Russian Foreign Minister Sergei Lavrov said on Monday it may be time to consider efforts to force foes of Syrian President Bashar al-Assad to attend an international peace conference instead of just urging them to do so. Lavrov also accused European countries of trying to reinterpret the agreement he reached with U.S. Secretary of State John Kerry over the weekend under which Syria is to give up its chemical weapons arsenal and avoid U.S. strikes.
Lavrov's remarks suggested Russia will resist any rush to threaten military intervention if Assad fails to implement the deal and that it will blame the rebels - and the West - if the agreement does not lead to a wider push to end Syria's conflict.
Lavrov and Kerry announced in May that their nations would seek to bring Syrian government and opposition representatives together at an international conference, but no date has been set and Moscow says rebel recalcitrance is the main hurdle.
"It is necessary to first convince the opposition (to attend).

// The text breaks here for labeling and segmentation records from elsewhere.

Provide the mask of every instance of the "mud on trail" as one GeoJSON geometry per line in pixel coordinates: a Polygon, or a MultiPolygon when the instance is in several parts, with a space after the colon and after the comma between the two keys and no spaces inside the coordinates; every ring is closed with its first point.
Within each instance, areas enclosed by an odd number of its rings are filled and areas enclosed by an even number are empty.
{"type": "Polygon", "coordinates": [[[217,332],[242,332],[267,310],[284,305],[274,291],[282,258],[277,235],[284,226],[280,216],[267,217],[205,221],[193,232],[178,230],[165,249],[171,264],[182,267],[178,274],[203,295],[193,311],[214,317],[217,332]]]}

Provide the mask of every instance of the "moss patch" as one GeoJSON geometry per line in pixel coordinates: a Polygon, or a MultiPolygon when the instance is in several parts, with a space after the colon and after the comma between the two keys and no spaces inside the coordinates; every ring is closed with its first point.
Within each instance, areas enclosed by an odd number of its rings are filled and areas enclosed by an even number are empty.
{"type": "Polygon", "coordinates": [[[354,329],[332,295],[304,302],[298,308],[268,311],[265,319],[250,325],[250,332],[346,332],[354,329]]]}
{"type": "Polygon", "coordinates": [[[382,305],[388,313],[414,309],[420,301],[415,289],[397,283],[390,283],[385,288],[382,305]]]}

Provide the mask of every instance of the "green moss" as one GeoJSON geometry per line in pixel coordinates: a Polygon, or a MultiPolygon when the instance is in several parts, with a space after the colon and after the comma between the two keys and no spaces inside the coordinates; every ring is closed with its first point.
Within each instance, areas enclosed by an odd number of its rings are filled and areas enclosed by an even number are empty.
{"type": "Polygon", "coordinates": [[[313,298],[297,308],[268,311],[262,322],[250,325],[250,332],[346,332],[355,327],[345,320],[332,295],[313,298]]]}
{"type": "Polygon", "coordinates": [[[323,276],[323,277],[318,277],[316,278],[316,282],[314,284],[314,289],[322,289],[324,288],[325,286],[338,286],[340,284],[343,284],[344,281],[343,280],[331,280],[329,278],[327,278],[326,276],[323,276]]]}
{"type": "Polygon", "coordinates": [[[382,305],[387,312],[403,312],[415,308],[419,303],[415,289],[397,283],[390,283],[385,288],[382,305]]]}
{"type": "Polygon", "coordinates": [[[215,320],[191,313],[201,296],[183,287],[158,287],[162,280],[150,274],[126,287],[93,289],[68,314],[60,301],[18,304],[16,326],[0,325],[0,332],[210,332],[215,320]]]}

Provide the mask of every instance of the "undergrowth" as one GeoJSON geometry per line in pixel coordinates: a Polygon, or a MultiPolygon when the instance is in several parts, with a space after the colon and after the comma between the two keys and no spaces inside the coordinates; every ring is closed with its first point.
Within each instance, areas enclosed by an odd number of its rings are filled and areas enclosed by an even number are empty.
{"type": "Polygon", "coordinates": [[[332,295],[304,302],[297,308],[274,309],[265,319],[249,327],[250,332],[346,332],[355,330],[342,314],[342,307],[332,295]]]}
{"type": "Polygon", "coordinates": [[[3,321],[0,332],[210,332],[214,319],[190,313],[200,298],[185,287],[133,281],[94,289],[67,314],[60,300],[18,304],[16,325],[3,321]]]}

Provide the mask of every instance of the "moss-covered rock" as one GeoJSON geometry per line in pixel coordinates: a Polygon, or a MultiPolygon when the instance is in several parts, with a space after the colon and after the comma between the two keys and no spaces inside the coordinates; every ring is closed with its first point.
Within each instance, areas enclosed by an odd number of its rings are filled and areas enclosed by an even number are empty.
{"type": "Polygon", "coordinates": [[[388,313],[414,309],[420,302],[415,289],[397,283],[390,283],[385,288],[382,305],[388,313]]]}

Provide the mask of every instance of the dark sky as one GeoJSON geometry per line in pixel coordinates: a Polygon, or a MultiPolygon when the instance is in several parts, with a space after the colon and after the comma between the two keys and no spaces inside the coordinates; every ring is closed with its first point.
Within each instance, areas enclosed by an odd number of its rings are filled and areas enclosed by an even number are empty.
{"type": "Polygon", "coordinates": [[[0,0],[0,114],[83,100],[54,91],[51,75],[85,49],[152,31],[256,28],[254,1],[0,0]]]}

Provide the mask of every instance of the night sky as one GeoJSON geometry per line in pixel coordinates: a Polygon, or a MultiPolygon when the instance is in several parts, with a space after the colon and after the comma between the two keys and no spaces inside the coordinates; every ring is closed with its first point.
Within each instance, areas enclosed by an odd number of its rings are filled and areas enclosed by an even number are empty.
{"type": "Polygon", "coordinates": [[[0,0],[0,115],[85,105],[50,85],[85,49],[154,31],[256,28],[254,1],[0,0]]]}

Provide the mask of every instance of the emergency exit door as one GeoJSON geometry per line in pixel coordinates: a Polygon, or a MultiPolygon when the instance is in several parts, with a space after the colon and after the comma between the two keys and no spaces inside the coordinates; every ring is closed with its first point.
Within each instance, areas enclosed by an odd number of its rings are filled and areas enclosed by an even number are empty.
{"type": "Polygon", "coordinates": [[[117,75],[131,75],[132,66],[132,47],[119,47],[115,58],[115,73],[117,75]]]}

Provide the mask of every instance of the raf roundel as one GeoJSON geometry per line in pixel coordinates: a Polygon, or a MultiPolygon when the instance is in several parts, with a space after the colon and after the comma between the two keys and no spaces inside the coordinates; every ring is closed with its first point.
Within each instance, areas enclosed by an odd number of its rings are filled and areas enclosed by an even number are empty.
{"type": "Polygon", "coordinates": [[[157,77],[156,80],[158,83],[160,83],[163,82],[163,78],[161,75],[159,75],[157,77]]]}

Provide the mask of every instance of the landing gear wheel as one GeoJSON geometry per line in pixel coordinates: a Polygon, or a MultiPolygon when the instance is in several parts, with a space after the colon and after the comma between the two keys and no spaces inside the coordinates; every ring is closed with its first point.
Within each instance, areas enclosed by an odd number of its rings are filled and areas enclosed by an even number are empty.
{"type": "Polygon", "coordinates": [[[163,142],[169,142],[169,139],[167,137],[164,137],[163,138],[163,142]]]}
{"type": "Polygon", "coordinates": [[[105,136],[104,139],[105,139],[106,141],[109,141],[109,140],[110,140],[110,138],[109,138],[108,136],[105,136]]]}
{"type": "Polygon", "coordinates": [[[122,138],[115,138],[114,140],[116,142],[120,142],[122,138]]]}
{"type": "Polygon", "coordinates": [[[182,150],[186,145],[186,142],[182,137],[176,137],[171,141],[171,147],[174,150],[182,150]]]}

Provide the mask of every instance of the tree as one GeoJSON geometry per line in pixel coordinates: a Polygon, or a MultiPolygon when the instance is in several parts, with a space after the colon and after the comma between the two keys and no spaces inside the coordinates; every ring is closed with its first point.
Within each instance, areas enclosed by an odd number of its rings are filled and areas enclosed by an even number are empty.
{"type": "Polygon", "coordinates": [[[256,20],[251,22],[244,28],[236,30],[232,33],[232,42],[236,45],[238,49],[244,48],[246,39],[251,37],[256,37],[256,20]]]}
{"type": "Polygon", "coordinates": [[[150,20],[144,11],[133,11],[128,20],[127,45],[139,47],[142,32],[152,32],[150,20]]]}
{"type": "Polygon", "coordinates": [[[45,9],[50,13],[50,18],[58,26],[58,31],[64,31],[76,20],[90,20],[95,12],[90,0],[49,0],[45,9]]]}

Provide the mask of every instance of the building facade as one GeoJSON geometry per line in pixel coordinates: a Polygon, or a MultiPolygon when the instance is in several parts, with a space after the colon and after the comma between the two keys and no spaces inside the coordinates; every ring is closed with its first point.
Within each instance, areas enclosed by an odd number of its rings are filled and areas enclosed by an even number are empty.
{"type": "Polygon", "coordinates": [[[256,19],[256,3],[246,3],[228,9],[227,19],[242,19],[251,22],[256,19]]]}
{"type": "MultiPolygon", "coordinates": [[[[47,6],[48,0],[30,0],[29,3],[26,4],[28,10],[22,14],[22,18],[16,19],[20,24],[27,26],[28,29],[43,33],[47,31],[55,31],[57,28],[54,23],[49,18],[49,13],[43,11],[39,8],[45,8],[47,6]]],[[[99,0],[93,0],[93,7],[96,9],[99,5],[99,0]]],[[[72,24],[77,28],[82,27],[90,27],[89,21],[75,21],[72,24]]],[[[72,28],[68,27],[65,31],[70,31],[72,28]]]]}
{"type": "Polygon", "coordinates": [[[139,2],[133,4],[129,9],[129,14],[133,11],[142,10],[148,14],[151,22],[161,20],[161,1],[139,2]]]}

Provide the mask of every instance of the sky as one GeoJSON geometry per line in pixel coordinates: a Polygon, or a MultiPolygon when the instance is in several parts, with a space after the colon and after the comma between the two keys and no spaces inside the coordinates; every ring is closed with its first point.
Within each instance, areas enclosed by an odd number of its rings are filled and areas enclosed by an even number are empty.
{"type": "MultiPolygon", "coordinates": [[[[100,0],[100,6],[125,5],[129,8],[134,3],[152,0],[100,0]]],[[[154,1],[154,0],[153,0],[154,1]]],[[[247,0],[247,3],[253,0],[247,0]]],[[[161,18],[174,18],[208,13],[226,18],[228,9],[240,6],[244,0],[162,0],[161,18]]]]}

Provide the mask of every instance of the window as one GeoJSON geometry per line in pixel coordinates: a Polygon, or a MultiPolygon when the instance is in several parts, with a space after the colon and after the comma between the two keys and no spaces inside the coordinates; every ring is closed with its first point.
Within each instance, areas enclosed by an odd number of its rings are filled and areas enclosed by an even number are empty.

But maybe it's time to start using a different verb - to force the opposition to take part in the conference," Lavrov said after talks with Egyptian Foreign Minister Nabil Fahmy.
Lavrov has repeatedly urged Western nations to work harder to get Assad's opponents to attend the conference "without preconditions" - a reference to their calls for Assad's exit from power. He did not say how they might be forced to attend.
Syria's opposition has struggled to unify its fractious forces, and divisions among rebels seeking to oust Assad have added to Western reluctance to step in directly or provide arms.